Doina Botez, la qui sensuale e ricca tavolozza si trasforma sulla tela in una sinfonia di colori e di forme dinamiche, risponde al quesito – con questo ciclo tematico dove Bacco è di casa – sul rapporto tra la nostra contemporaneità e Dioniso.
In queste sue simbologie sceniche del quotidiano, il colore rosso domina con fare virtuoso e forte lo spazio della tela, si sparge sui capelli, lungo i corpi distesi („Baccanale I”), su di un tavolo da pranzo („La canzonetta”) ed è rosso l’abito della fanciulla in un „Tango” sfrenato.
Rosso come il sangue, rosso come il vino. Nell’antica Grecia, il vino simboleggiava il sangue di Dioniso e rappresentava la bevanda dell’immortalità. Nella tradizione biblica il vino è portatore di ebbrezza ed è anche simbolo dello smarrimento che Dio invia agli uomini per punirli per la loro infedeltà.
Cane e padrona ne „I due nel silenzio” sono appunto immagini di solitudine, di smarrimento, di indolente mutismo. La tematica del baccanale è il motivo dominante di un copione inquietante che potrebbe essere recitato sul palcoscenico della tela, all’infinito; esso mette in luce monologhi solitari, come nelle multitonali composizioni „Tempo di carnevale” e „Baldoria”, dove mai l’allegria fu ritratta in chiave cosi disperata.
Doina Botez gioca di pennello e di spatola; in alcuni tratti della composizione il colore pare ispessirsi, coagularsi in timbricità forti e trasparenti, in contrappunti di rosso-sangue e di bianchi improvvisi, avvertimento di possibili luminosità che non sono di questa terra.
E’ pittrice che conosce l’arte del disegno, che si percepisce sotteso al colore tracciato con violenza, vorrei dire con rabbia controllata, che sa essere gestuale, senza mai cadere nell’informale gratuito. Se, a volte, la forma appare sfrangiata, come dispersa nella materia cromatica, tuttavia i particolari di un corpo, o gli sfondi, conservano una loro allusività, una loro poetica riconoscibilità.

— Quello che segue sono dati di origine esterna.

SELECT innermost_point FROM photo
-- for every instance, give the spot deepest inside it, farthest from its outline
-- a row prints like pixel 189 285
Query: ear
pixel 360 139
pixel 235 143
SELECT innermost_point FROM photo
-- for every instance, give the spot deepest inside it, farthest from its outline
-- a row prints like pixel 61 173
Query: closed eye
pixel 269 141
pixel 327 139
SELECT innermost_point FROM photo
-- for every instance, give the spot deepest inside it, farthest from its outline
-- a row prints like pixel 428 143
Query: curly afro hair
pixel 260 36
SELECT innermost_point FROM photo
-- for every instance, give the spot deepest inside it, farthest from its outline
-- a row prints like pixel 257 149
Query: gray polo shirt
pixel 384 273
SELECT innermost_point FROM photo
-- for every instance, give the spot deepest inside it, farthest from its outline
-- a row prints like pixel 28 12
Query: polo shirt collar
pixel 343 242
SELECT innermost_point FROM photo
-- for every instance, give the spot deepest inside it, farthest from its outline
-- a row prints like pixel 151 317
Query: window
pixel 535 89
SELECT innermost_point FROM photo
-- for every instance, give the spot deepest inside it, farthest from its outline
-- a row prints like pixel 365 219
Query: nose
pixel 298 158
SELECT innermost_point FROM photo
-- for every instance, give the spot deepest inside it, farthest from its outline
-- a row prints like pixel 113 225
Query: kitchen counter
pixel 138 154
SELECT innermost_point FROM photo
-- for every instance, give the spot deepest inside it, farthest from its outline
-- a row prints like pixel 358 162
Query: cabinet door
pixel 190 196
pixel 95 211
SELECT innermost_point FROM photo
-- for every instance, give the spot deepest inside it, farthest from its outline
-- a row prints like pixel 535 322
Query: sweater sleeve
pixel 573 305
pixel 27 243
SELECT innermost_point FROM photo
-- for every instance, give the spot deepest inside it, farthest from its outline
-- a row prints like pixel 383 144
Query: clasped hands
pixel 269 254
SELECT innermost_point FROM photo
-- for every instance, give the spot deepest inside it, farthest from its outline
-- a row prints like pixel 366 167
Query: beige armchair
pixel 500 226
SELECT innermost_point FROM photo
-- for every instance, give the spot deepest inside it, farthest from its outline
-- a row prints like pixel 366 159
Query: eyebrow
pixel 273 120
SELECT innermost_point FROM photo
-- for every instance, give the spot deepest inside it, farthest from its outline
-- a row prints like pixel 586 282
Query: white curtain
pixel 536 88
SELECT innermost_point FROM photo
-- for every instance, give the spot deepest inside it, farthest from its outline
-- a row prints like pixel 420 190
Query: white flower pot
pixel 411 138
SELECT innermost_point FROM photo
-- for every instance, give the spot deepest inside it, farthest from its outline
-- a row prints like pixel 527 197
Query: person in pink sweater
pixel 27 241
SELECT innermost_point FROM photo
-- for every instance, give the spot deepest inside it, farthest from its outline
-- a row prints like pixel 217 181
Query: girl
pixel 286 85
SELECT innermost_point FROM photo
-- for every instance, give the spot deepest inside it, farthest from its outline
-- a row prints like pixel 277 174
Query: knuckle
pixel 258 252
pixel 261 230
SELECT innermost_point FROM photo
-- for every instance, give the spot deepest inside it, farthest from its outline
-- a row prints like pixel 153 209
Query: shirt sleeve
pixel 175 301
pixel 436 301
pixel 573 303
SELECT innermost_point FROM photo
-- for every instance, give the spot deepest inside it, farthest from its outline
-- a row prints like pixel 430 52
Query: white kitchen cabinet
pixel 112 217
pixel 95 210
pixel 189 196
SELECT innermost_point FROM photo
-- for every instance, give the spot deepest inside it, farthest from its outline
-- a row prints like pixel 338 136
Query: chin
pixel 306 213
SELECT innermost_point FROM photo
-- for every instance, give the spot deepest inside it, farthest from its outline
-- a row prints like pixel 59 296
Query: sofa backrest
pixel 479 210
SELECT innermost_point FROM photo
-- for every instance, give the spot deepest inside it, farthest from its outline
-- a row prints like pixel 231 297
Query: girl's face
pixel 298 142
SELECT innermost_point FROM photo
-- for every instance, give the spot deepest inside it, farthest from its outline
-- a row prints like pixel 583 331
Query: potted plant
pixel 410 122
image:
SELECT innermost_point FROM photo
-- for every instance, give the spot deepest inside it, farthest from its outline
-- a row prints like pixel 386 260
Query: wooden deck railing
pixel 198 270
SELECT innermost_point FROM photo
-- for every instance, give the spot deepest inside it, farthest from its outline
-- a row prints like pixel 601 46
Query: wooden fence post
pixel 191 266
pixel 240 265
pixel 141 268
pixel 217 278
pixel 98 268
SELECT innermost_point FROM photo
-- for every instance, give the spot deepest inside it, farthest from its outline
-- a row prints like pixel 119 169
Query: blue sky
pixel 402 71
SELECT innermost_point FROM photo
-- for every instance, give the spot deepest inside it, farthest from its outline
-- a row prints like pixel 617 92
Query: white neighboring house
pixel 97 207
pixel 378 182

A livello formale il colore si stende e si forgia come una lingua di fuoco. Questo rosso è aggressivo, turbinoso come un sole che getta luce sui personaggi solo apparentemente attivi, che sembrano recitare in una commedia consumata, perché troppe volte replicata.
Per ciò che concerne una lettura prettamente simbolica della cromia, il rosso di Doina Botez, a volte associato a pochi tratti di giallo-oro, come in „Baccante”, incarna ardore, bellezza, forza generosa, eros folle, come appare anche più esplicitamente nel lavoro fortemente espressionistico dedicato alla „Lussuria”.
Vesti, capelli, corpi rossi. In queste opere di taglio barocco il rosso non è una dominante solo casuale per questa pittrice, ormai romana d’adozione. A Roma il rosso lo si respira nella scrittura invisibile della Città. „Il rosso – scrive Court de Gébelin – è il colore dei suoi generali, della nobiltà, dei patrizi, dei cardinali.”
E non si tratta solo di superfici cromatiche. Il potere seduttivo, irradiante, di questo colore ha sempre risvegliato l’interesse o la curiosità degli artisti moderni, da Van Gogh ai maestri dell’espressionismo. Il rosso è anche grido e dolore, dell’uomo e della natura. Ma ciò che colpisce maggiormente in queste ricerche figurative è che il nostro intento di decodificare i significati della presenza archetipica di Bacco in queste figure non si ordina su immagini precisate, bensì su volti e corpi informi che paiono improvvisazioni del pennello, o di una mano che si muove col fare accidentale della scrittura spontanea.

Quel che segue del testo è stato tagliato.